Year end is December. Executive options and compensation is set toward the end of the year. Unless you really figure you will be terminated most executives will actually want a lower stock price this year. Create a lot of negative financial news now. Fly your way literally out of the problem a little later and make a bundle on the whole thing.

But then again I am not an engineer and do not understand on a technical basis what the issues are. Neither do most investors.

Monday, June 22, 2009

Apple - Steve Jobs - iPhone vs liver

Apple’s (AAPL) leader Steve Jobs it turns out has had a liver transplant and is coming back to work. Maybe just part time. Everyone makes much of the confidentiality quandary. The right of shareholders to know vs the right of Steve Jobs to privacy. At this point I would say that Steve Jobs does not have privacy and the shareholder really knows nothing, at least not on a timely basis.

Mr. Jobs, who co-founded Apple in 1976, is considered the company's visionary and creative leader. William Hawkins, a doctor specializing in pancreatic and gastrointestinal surgery at Washington University in St. Louis, Mo., said that patients whose tumors have metastasized can live for as many as 10 years without any treatment so it is hard to determine how successful a transplant has been in curing the disease.

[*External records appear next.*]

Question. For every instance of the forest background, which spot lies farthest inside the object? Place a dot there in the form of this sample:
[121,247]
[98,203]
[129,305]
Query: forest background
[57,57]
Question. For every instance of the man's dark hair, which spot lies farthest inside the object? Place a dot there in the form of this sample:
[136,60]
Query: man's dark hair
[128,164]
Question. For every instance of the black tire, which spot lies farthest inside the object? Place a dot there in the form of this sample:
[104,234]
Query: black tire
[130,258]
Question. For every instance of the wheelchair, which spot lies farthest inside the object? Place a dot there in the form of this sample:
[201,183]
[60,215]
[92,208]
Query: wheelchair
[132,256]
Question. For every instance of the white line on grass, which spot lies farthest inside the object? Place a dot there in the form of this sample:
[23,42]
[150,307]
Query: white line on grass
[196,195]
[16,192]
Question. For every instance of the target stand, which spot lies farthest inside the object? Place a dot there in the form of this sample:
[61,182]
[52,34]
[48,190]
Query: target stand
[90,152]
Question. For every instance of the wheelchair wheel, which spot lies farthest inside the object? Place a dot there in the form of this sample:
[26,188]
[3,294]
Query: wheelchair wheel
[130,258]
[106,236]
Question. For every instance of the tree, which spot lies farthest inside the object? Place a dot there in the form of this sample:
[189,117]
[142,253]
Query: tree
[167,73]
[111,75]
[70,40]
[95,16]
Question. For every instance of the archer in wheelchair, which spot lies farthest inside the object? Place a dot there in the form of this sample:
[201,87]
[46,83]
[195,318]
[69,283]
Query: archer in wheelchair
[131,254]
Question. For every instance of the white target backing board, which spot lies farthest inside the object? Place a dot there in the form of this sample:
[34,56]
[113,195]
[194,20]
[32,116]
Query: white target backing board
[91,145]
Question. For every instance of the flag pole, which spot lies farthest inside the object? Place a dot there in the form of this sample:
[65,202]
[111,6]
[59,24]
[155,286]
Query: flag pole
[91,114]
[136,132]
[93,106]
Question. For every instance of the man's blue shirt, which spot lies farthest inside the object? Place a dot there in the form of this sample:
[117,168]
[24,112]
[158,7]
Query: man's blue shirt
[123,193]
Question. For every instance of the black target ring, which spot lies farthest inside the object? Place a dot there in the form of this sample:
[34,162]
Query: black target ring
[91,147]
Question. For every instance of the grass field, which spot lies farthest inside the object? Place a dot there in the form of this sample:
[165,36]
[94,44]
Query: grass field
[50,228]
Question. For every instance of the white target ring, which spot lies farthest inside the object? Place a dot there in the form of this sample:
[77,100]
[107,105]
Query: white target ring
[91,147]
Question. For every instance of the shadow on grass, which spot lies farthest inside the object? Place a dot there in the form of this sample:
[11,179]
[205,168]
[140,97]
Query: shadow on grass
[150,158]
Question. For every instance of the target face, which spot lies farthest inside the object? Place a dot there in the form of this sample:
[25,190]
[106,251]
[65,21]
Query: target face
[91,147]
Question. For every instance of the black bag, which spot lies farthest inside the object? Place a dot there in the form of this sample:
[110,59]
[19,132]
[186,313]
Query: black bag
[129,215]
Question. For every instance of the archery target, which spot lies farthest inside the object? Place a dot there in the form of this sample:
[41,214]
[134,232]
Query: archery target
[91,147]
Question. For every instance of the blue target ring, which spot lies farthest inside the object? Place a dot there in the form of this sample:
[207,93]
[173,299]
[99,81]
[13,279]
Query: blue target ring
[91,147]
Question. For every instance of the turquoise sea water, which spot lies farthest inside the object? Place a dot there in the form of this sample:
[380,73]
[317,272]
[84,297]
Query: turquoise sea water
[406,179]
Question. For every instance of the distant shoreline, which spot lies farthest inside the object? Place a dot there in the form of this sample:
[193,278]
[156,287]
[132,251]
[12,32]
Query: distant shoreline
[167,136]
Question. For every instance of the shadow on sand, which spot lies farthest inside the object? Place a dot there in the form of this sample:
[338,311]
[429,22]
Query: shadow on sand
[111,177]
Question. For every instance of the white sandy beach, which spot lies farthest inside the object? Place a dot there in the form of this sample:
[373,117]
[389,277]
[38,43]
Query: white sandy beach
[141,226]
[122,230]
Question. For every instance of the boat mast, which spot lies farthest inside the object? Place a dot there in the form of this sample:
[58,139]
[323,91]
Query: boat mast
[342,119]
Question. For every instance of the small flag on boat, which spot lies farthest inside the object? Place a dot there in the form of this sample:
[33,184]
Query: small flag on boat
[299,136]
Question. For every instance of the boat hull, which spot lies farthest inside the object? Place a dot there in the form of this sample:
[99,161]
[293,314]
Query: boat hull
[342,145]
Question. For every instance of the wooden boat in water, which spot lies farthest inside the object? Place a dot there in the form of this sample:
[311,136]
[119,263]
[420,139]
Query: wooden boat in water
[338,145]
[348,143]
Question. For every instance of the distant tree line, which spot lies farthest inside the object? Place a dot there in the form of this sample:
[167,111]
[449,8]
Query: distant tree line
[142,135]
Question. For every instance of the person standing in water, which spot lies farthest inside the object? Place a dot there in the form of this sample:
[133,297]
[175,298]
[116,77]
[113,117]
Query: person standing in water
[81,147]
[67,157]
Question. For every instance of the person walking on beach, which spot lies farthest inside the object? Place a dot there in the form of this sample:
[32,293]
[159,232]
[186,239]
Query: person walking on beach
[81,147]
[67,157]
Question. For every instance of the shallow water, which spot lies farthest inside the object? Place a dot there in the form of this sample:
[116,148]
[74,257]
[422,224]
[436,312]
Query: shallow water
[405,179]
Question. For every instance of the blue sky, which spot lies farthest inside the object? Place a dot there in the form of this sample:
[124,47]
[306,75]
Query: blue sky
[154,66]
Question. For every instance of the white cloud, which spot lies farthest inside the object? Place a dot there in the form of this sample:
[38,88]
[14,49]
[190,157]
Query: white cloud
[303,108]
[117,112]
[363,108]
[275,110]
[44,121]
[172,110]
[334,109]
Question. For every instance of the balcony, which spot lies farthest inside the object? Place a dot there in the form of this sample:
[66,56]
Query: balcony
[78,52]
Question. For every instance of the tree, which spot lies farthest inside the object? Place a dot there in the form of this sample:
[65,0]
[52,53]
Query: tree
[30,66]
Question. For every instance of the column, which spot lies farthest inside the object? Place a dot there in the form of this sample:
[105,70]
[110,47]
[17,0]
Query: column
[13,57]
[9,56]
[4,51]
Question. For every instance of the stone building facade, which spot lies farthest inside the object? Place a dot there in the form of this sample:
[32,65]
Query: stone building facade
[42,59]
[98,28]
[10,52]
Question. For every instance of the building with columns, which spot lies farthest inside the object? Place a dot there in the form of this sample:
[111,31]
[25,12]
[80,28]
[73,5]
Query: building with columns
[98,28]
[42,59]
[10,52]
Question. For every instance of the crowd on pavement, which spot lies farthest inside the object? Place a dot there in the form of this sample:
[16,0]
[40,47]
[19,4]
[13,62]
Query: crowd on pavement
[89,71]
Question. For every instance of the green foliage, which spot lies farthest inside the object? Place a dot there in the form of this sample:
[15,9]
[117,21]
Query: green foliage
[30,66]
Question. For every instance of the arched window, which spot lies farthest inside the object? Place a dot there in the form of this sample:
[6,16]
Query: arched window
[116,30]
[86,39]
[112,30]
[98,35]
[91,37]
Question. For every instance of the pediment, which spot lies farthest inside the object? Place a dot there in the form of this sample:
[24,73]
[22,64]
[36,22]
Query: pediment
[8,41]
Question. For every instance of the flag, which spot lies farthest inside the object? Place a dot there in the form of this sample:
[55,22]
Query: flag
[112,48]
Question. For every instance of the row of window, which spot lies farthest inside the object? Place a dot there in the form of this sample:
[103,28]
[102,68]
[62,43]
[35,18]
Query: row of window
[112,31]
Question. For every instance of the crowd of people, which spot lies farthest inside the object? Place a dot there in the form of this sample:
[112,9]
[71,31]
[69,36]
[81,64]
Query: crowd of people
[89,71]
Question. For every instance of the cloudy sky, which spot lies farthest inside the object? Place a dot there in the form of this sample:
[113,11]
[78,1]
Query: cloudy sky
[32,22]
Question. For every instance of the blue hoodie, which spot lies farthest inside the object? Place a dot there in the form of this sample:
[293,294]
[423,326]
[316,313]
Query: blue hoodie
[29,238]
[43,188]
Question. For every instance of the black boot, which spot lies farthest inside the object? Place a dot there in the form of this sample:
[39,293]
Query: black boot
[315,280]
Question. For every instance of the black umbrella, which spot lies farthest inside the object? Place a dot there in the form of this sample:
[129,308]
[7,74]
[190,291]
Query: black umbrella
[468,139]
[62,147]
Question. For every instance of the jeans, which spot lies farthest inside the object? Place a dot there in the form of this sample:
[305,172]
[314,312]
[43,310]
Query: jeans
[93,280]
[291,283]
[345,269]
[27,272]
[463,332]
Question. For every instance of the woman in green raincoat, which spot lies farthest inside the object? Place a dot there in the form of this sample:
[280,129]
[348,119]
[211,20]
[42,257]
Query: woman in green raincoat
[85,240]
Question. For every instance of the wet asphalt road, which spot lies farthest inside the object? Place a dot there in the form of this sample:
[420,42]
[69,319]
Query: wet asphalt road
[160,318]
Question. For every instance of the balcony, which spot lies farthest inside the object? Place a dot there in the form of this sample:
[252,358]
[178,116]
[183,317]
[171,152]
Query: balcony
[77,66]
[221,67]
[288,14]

Pundits say that once he returns to work Apple will have to be very careful about what it says about his health. But has he really left work? News reports indicate that he has stayed involved in product decisions and has even been seen in his office.

What makes me skeptical about this one is that the whole liver transplant issues seems to be coming out at the same time as the new iPhone release. The hype which is considerable over shadows the liver issues that Steve Jobs has.

This is a serious medical issue which does not lend itself to business thinking. Businessmen want control and predictability. Liver transplants can go either way. The real issue is leadership at Apple. Steve Jobs as a medical wild card should be baked in by now. What we do not have a clear enough view on is the replacement players. This is the responsibility of the Apple Board and so far they have not comforted the shareholder.